There is of course a vast array of statistical models available, and not all can be reasonably implemented and maintained. Which models get selected for implementation is something of an ad-hoc process. However this library is written explicitly from the perspective of bayesian inference and is really just a convenient wrapper around pymc itself. Some models and statistical technique are explicitly outside the scope of this library, generally because they are either frequentist or are “algorithmic” (i.e. Support Vector Machines, Partial Least Squares, etc).

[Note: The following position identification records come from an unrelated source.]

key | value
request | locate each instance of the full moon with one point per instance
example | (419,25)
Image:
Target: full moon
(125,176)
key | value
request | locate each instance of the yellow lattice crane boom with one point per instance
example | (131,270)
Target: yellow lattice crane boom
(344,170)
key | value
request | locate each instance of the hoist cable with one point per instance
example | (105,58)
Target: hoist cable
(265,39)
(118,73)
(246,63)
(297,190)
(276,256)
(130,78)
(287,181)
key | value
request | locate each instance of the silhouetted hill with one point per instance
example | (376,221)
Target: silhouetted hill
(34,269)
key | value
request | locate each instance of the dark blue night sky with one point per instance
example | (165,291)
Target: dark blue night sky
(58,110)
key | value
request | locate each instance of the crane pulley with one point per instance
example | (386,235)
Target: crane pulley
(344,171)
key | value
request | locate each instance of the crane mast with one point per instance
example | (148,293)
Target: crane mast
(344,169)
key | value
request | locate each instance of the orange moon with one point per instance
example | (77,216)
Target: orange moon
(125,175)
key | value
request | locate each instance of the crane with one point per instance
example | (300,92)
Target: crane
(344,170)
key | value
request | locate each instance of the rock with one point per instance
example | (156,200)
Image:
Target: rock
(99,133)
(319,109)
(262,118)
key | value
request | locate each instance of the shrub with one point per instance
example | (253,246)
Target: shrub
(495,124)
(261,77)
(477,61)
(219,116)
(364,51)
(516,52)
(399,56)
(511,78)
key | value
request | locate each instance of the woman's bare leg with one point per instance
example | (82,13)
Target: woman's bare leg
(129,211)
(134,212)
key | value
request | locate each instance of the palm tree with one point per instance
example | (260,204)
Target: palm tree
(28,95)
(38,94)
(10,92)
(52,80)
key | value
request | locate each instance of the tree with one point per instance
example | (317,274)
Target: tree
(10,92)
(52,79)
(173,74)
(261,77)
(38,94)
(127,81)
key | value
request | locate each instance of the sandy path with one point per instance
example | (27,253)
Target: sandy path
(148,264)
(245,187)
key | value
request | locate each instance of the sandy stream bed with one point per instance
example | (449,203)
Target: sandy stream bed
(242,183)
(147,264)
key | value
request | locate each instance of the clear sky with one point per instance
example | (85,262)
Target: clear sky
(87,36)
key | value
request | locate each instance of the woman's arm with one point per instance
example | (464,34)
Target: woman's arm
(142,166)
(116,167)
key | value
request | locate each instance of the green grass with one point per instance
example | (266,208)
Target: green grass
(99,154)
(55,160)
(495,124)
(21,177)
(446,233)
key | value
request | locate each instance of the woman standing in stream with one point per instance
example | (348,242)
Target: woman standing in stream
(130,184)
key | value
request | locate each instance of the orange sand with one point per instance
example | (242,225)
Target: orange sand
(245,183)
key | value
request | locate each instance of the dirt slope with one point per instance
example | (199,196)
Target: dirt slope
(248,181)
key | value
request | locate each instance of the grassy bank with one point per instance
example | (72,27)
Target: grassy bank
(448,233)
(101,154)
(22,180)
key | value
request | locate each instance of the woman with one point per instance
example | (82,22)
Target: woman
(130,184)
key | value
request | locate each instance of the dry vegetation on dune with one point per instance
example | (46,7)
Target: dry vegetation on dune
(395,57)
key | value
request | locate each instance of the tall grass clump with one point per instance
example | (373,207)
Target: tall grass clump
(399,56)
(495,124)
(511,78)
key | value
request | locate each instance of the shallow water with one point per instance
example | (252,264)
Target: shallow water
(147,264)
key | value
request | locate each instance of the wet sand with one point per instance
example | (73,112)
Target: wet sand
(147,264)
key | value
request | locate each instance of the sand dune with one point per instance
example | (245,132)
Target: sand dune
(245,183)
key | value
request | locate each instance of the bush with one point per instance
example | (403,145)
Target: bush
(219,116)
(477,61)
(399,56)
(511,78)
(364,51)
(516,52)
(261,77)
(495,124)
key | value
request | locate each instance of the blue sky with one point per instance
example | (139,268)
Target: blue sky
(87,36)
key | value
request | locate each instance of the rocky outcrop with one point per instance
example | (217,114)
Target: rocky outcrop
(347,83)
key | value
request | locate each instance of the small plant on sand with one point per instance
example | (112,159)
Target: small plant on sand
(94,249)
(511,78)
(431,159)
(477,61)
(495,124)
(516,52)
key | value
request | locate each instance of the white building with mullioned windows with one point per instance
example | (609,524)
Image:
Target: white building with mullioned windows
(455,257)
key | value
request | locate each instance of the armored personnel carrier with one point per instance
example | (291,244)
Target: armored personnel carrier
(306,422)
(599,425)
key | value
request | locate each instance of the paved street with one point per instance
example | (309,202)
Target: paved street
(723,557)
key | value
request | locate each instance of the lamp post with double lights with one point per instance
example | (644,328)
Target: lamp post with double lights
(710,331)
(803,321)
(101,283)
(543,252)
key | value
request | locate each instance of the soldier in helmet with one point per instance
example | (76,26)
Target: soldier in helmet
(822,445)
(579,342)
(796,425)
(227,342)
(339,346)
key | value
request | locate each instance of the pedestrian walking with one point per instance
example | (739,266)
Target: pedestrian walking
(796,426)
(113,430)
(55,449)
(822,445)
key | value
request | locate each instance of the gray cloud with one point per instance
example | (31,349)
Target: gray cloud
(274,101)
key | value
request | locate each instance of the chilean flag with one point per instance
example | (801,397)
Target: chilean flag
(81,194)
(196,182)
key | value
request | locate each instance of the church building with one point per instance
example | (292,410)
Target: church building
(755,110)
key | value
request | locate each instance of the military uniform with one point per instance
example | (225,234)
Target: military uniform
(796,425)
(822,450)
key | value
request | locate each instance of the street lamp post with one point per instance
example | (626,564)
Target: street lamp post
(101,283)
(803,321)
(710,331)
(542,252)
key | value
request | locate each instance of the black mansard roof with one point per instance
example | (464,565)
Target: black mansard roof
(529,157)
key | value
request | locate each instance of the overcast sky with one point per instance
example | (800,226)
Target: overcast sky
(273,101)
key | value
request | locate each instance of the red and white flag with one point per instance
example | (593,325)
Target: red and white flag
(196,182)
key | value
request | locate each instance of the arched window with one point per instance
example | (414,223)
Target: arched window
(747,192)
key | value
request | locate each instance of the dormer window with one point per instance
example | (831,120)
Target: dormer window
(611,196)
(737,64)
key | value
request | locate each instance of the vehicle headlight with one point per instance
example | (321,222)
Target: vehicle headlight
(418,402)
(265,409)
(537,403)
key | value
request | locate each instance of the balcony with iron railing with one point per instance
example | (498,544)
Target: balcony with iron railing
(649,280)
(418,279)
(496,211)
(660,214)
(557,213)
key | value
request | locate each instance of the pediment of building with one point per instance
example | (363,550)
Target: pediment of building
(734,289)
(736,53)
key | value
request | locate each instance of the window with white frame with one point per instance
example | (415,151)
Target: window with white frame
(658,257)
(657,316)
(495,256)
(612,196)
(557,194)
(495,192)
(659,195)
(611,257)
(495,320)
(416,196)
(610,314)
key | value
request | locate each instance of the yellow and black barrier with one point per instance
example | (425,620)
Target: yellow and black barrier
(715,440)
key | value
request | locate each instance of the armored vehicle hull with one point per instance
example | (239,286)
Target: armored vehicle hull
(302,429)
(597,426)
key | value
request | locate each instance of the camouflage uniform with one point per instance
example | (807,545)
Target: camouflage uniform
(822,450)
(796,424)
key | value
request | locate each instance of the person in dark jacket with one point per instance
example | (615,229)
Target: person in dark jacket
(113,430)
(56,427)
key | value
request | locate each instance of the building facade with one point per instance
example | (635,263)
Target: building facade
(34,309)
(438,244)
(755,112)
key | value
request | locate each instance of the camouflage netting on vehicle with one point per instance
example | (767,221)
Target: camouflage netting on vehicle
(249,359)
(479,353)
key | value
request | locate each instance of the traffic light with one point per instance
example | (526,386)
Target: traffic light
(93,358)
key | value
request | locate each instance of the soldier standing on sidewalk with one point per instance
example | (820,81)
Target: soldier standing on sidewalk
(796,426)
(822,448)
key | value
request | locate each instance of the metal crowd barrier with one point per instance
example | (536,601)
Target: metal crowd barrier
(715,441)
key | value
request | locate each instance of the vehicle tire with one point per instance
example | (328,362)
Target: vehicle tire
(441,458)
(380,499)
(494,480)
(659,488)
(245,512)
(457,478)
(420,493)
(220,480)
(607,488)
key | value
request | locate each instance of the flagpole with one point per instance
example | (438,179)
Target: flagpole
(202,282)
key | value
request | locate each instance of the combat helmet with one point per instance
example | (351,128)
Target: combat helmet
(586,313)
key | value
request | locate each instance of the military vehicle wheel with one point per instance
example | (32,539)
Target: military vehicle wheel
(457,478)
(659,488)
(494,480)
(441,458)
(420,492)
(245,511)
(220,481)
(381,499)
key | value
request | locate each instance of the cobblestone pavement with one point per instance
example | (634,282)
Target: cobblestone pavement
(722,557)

In summary the key design goals of this project are to provide, prebuilt model implementations, that can operate “out-of-the-box” with as litle tinkering as possible, while enabling more specialized users to dive deeper and alter aspects of the general model itself, according to their specific needs. Data are cannot be assumed to derive from software sources, which may require decoupling the data-generating process itself from the software. For example many bayesian optimization packages couple the cost function evalutation process to the software itself, which hinders application of this “model” to scientific experiments, since there the evalutation itself is a physical process.

Errors

Bearing in mind the fact that this library does not assume much prior knowledge, especially technical knowledge on the part of the user, informative error messages are important. Several libraries, including pymc itself are pretty (in)famous for their sometimes cryptic error messages. Where possible, error messsages should list the received problematic input or value and the expected value itself. Where possible, underlying errors should be wrapped rather than be allowed to bubble up to the user, with custom error types, where feasible.